Working for workplace religious belonging, inclusion & freedom

E-NEWS ACTION DONATE

3 reasons why 2023 is a tipping point for religious freedom for everyone

4 Jan, 2023

By Brian Grim, RFBF President


Malcolm Gladwell’s Tipping Point: How Little Things Can Make a Big Difference, written two decades before the covid pandemic, talked about how social change follows a similar pattern as epidemics. If he were writing the same book today, he might use China’s zero-covid policy that isolated its 1.4 billion people for nearly three years as the tipping point for the world to abandon authoritarian regimes as trusted supply chain partners.

Gladwell’s argument focused on three elements that create a “tipping point” – the point at which everything seemed an uphill struggle until suddenly the peak was reached and everything shifted into downhill mode. The elements are The Law of the Few, The Stickiness Factor, and The Power of Context.

For religious freedom, all three elements are converging in 2023. Let me give examples of each that I’ve seen in the lead up to 2023.

The Law of The Few

The first element in reaching a tipping point is that a few socially gifted people share knowledge, connect with social networks, and sell the idea.

In October 2022, Pat Gelsinger, the CEO of the Intel Corporation, urged corporations to place more emphasis on facilitating safe spaces for religion at work during Stanford University’s “The Role of Faith in Business in Silicon Valley” conference at the Rock Center.

While the event may not have made national headlines, Gelsinger’s ideas are contagious and leading other leaders to also speak out.

For example, when Gelsinger received the 2021 Global Business & Interfaith Peace Gold Medal from the Religious Freedom & Business Foundation for his enthusiastic support for religiously inclusive workplaces, his acceptance speech triggered another top corporate leader to respond. John Tyson, chairman of Arkansas-based Tyson Foods, to also spoke out on the importance of faith-friendly workplaces, referencing Pat Gelsinger.

In December 2022, I was in Silicon Valley for PayPal’s Interfaith Fair and Equinix’s Interfaith Holiday Luncheon and saw how this movement is spreading among top leaders and top companies.

Beyond companies, it is now even being argued for in influential business publications, including the Harvard Business Review in September 2022 by the influencer Simran Jeet Singh.
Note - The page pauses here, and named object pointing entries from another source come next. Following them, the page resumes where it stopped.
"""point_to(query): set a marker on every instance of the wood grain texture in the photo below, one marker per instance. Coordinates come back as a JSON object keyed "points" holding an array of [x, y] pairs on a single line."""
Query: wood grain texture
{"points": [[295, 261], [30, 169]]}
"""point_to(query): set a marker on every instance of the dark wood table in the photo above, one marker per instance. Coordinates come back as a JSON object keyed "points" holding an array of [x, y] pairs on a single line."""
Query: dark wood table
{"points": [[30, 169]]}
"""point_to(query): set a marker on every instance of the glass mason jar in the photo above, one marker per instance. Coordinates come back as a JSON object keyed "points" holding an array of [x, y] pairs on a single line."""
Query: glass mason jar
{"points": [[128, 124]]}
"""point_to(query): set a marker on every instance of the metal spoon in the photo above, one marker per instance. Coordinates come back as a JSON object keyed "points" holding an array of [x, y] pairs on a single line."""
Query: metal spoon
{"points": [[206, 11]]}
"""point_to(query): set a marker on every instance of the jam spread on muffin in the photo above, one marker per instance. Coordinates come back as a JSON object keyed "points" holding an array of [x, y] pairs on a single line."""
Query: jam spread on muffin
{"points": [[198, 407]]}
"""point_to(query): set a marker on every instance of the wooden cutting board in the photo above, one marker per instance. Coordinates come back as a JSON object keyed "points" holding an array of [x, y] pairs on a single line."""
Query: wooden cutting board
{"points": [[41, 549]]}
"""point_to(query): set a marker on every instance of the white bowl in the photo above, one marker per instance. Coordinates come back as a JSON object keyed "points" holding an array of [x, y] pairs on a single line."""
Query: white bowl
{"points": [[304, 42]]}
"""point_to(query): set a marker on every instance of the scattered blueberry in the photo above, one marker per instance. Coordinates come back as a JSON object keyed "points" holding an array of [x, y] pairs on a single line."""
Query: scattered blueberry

And just yesterday in the nation’s premier human resource organization’s publication SHRM Executive Network: Are Your DE&I Efforts Missing This One Critical Component? – Faith, by brand expert Denise Lee Yohn.

The Stickiness Factor

The second element of a tipping point is that there is a quality that compels people to pay close, sustained attention to a product, concept, or idea. There is a change in the message that makes it more contagious or memorable.

For decades, religious freedom was something that was largely the providence of lawyers and court battles, everything from fights over zoning restrictions and grooming regulations to hot-button culture war issues that continue to be litigated up to the Supreme Court level.

However, the embrace of workplace religious freedom is a complete change in the message. It means that religious freedom is not just an issue for the few who are aggrieved but for absolutely everyone. From the Atheist to the Adventist and the member of Zion Baptist to the Zoroastrian, everyone has a stake in being able to bring their whole authentic self to work – faith/belief and all.

This is a paradigm shift – workplace “freedom of religion and belief” is a matter of consensus rather than contention. The consensus can be seen in that this is not just a Silicon Valley idea, but one being embraced by wide range of industries participating in the Corporate Religious Equity, Diversity & Inclusion (REDI) Index: retailers, airlines, financial institutions, manufacturers, insurers, defense contractors, and consulting groups.

Workplace religious freedom for all is a sticky idea because it does not make sense for people to check their faith — what for many is their deepest source of inspiration — at the door when they come to work. That’s a bad business idea.

The Power of Context

The Power of Context refers to the environment: if the historical moment is not right, then the tipping point will not likely take place.

I believe that the context is ripe. Corporations in the United States have been focusing on diversity, equity and inclusion (DEI) for decades, largely omitting religion and instead focusing on other important issues including race, gender, sexual orientation, abilities, age and even family, as our 2020 REDI Index report showed.

While the seeming omission of religion gives fuel to detractors who dismiss corporate diversity programs as nothing but a woke agenda, the DEI movement provides a context into which workplace religious freedom for all can naturally grow and be accepted.

And as mentioned already, the consensus that religion should be included is moving across industries, not just among those in Silicon Valley. This context not only allows religious freedom to be embraced in workplace, it means that millions of people are able to be involved in building religious freedom right in their own work environments.

Therefore, religious freedom is no longer defined as something fought about in courts and culture wars, but something that every person can work to build with colleagues of all faiths and beliefs for everyone’s benefit.

I expect 2023 to be a tipping point not just for freedom of religion and belief in the workplace but for such religious freedom across the country because where big business goes, society follows. And so does the world.